Few events in rock history carry the historic weight of Jimi Hendrix's move from New York to London. Once he arrived, "The Wild Man of Borneo" dazzled the heavy hitters of the city's bourgeoning music scene with his blues-based psychdelic rock. It all went down while the guitarist was living in a flat on Brook Street with his girlfriend Kathy Etchingham, a period of his life that was depicted in the 2014 biopic All Is By My Side. Hendrix would call the apartment "the only home I ever had."

On February 10, the flat, which has been restored to showcase how Hendrix lived in 1968, will open to the public as a museum. Every detail of the living space has been re-created, from the tapestries, to the rugs, to the newspapers on the dresser. Another room of the new museum will feature album covers and an index of music played on Hendrix's Bang & Olufsen record player. Included will be a copy of Bob Dylan's Highway 61 Revisited, stained with Hendrix's blood.

Hendrix's Brook Street flat is far from the only former rock-star residence to be turned into a museum, or at least to be deemed a historical landmark. The most famous musician home that was later converted into a tourist attraction is, of course, Graceland. As with the Hendrix Flat museum, all of the accoutrement Elvis Presley surrounded himself with have been preserved. The Memphis, Tennessee, manor isn't just a museum, it's a 17,000-square-foot shrine for fans of the King.

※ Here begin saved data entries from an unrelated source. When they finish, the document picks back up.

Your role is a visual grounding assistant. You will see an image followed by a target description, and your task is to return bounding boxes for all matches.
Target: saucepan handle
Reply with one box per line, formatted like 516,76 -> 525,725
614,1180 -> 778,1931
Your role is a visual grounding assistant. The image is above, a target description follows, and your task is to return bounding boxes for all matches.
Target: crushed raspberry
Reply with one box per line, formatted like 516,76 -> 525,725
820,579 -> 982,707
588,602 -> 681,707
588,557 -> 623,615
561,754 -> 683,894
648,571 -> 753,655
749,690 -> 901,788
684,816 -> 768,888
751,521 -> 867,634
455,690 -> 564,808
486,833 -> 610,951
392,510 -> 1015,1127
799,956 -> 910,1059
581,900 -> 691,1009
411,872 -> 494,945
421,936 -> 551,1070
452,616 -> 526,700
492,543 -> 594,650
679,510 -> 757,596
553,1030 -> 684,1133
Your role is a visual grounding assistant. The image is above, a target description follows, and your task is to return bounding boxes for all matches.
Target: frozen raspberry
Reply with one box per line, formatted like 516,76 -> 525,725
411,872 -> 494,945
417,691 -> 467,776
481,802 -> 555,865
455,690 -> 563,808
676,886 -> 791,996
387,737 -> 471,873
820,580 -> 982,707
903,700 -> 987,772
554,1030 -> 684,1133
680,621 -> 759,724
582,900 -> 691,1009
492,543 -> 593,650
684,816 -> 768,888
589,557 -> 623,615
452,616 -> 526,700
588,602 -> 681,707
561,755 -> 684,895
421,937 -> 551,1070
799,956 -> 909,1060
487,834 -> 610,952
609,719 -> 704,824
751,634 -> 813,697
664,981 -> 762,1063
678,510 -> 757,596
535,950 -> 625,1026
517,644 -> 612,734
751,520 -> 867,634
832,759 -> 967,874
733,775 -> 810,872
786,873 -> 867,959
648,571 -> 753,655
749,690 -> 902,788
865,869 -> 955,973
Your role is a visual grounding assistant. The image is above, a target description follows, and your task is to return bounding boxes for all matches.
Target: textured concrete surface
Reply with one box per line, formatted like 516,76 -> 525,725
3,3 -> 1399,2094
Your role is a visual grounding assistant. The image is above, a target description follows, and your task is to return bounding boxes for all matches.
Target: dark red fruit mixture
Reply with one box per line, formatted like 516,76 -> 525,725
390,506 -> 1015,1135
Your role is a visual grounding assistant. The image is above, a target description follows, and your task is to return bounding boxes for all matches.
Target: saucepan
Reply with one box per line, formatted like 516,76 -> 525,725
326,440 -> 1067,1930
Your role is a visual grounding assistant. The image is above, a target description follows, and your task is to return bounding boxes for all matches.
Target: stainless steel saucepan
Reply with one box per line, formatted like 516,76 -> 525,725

The same is true of Presley's childhood home, a modest two-room structure in Tupelo, Mississippi, which has also been turned into a museum. A ticket for a house tour is $8 for adults and seniors, $5 for children. Nearby is a 13-foot statue of Elvis clutching a classic ribbon microphone.

Like Presley, the estate where Kurt Cobain died is the most famous house in which the rocker lived. Also like Presley, Cobain's middle-of-nowhere boyhood home has become a mecca for diehard fans. Cobain grew up in Aberdeen, Washington, a logging town on the Olympic Peninsula, in a small, one-story house. Though a group of fans tried to raise money to turn the house into a museum in 2014, it has since hung in real estate limbo. If you had been itching get in on some property once occupied by the man who brought grunge to the mainstream, as of last April the Los Angeles apartment he lived in with Courtney Love was available to rent on Airbnb. The listing has since been taken down.

For whatever reason, music fans carry a curious fascination with the structures in which their heroes dwelled. Maybe it's the way in which we believe an artist's surroundings influence their work, that some key to the magic of our favorite songs is contained within the patterned wallpaper of the rooms in which they were written. When we see where someone lives, we know them in a way they may have never intended to be known, and we often want to know no one better than the artists who have touched us. We want to see ourselves in them, and where better to look than where they most felt at home?